The final season will kick off by resolving last September’s cliff-hanger, in which pot-dealing mom Nancy (Mary-Louise Parker) was targeted by an unknown assassin. (Fear not, fans: The ”Who got shot?” question will be answered in the premiere, while the revenge-seeking shooter will be revealed shortly thereafter.) The show will also take a time jump after the premiere, with Nancy returning to a little box in the suburbs and reflecting on her past deeds. ”We all have moments where we take stock, and we’re taking stock this season,” Kohan says. Just don’t ask how Nancy’s story might end, because even Kohan’s not yet sure. ”It’s hard because the mantra for the show is that people don’t change,” says the writer, whose next project is the Netflix women’s-prison comedy Orange Is the New Black. ”I’m not sure whether to blow that up or go out with our theme intact. Frankly, I’m not going to be satisfied with any ending.” But Parker, who’s filming the sequel to 2010’s Red this fall, sounds like she’s ready to move on. ”It probably should stop; it can’t go on forever,” says the actress, who won a Golden Globe for Weeds in 2006 and says she intends to seek out a new TV gig after the show wraps. ”There’s only so much longer I can wear cutoffs and platform shoes anyway.”

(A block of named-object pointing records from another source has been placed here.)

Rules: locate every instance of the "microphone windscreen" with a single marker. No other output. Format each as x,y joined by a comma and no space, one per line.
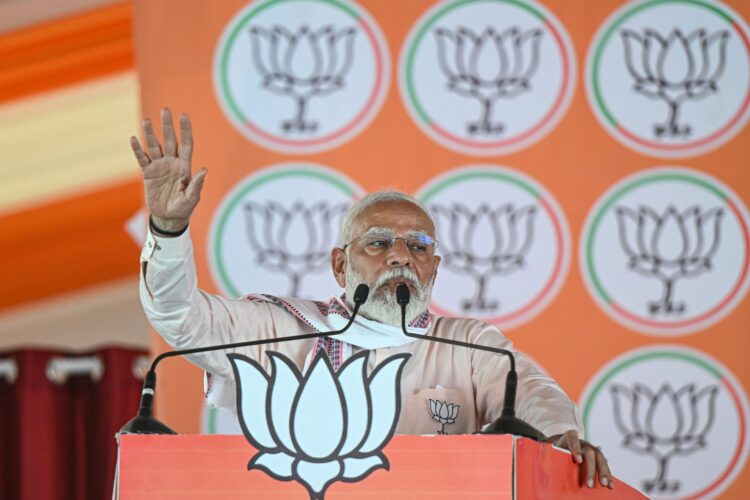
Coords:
402,294
361,293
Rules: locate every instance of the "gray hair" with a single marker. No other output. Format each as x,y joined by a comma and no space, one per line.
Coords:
346,227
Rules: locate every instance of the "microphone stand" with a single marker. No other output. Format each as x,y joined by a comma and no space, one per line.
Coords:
145,423
507,423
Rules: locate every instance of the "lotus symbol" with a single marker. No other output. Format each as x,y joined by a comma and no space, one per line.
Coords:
302,64
443,412
674,69
664,424
485,242
669,246
488,66
295,241
322,427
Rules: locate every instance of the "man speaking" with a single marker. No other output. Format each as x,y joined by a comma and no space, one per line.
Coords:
385,240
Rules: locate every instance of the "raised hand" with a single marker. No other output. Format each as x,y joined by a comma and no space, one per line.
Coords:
172,192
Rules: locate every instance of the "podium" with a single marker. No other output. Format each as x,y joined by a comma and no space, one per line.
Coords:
208,467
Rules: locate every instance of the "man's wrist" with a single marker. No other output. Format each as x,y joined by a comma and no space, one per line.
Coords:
167,227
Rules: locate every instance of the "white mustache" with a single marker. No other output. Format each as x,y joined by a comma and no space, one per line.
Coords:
399,272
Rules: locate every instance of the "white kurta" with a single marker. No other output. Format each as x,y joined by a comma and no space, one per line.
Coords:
188,317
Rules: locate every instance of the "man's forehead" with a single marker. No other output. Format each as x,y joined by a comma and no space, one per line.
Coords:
394,215
390,231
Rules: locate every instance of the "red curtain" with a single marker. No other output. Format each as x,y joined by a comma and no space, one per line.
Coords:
57,440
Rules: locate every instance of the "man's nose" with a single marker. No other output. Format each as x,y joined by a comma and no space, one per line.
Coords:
399,254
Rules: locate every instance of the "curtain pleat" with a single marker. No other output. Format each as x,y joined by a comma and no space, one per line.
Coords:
58,439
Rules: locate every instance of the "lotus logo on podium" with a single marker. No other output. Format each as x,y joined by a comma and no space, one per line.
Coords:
321,427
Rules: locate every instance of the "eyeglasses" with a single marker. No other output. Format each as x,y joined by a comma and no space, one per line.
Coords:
375,244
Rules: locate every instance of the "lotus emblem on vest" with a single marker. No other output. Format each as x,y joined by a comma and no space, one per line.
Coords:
321,427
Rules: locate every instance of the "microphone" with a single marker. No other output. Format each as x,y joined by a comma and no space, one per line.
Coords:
145,423
507,423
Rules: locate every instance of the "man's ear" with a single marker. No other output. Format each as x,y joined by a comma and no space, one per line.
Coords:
338,265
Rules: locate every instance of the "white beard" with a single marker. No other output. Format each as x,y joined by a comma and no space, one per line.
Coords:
381,304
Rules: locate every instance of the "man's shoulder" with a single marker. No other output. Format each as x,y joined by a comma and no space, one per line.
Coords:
458,326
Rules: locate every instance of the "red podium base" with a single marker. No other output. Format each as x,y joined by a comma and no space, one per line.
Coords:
429,467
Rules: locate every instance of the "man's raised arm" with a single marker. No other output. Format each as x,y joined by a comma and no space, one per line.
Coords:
184,315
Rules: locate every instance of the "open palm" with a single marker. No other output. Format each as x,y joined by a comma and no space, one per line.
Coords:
172,192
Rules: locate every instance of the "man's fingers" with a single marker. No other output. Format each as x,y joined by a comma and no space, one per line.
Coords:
589,462
193,190
605,476
154,149
167,127
186,138
574,445
140,155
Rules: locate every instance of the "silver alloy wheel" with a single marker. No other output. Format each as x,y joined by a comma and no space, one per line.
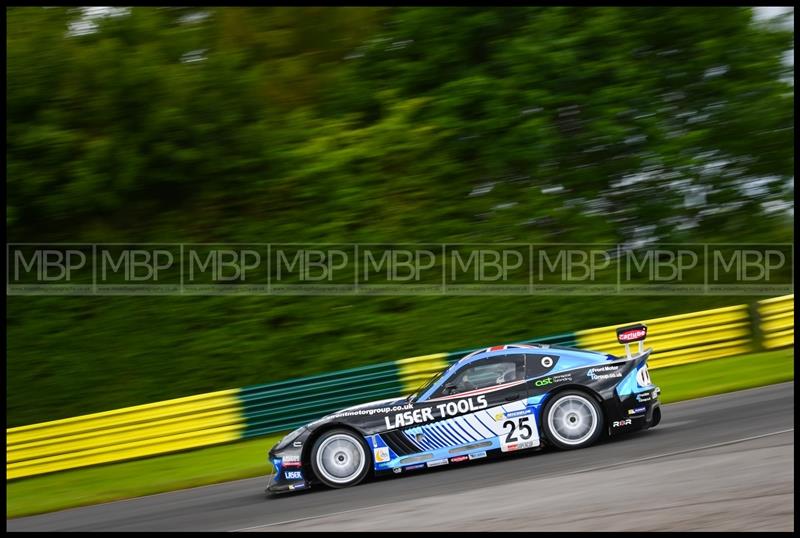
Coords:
340,458
572,419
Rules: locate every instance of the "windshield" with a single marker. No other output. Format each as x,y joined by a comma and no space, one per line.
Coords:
426,385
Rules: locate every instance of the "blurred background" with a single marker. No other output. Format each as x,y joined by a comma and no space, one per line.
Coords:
531,125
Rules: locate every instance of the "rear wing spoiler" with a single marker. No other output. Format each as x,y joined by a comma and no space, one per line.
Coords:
632,333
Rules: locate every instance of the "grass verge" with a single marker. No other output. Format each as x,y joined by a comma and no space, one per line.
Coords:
246,459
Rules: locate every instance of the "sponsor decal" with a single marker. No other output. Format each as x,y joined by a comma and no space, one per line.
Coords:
419,416
599,372
632,333
369,412
521,412
511,447
643,377
381,454
637,410
291,461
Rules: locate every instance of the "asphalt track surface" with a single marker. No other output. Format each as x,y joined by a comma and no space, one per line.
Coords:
719,463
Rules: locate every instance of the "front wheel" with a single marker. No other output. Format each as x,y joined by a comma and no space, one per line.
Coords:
339,459
572,419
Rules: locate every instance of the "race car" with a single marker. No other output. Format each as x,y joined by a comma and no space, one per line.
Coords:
495,400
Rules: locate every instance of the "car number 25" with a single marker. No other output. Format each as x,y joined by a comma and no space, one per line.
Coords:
517,429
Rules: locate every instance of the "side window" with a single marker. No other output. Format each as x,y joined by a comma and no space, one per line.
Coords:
485,373
538,364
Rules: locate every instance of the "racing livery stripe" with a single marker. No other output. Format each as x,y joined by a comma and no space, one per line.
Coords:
449,428
479,391
468,423
411,439
397,442
479,426
467,434
440,437
478,416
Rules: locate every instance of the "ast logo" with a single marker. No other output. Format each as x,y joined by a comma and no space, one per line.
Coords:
382,454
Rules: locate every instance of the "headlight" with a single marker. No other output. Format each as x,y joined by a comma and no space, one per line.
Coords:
286,441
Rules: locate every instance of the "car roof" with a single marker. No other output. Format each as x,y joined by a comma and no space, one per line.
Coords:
531,348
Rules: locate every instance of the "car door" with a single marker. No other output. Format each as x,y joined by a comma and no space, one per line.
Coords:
492,393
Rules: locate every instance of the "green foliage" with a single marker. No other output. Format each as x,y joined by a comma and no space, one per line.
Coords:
368,125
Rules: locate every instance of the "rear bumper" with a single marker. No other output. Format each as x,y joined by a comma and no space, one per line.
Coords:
636,411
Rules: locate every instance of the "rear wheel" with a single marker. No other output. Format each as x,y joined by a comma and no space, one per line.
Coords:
339,458
572,419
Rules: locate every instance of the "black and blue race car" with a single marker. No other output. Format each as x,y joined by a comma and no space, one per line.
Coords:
495,400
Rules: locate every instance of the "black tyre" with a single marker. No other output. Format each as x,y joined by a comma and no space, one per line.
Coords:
572,419
340,458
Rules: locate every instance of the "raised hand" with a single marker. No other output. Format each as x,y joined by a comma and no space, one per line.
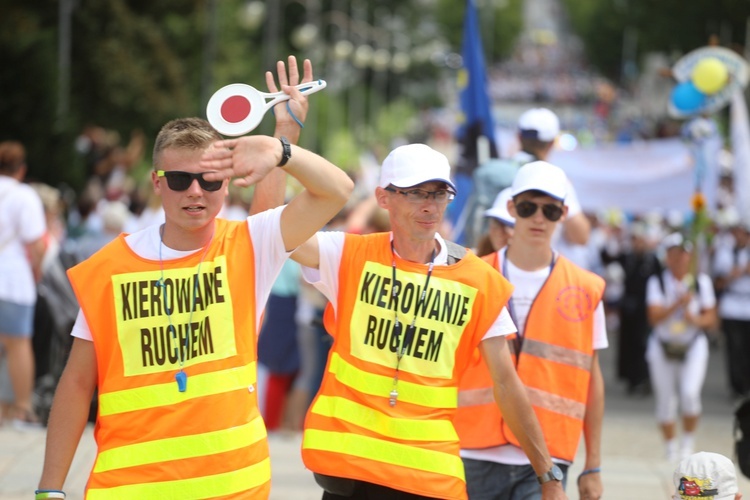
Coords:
297,105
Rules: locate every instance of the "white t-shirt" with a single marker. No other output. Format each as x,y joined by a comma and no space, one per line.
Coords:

It’s easy to forget how different the cable-TV landscape was before Weeds. Along with serial-killer drama Dexter, the comedy helped establish Showtime as a strong competitor to longtime premium-cable leader HBO in the original-series game. Weeds has long been one of the network’s top-rated series (last season it averaged 1.3 million viewers). Its success arguably has made TV safer for riskier shows; would AMC have gambled on drug-culture drama Breaking Bad if Weeds hadn’t blazed that trail first? Certainly other flawed-female series like Damages and Showtime’s own Nurse Jackie owe a debt to the pot comedy, which is also credited with helping pioneer the half-hour R-rated-comedy format. ”I’d love to be remembered as having tried something different and having set a new template for television,” Kohan says, ”because I think we did.”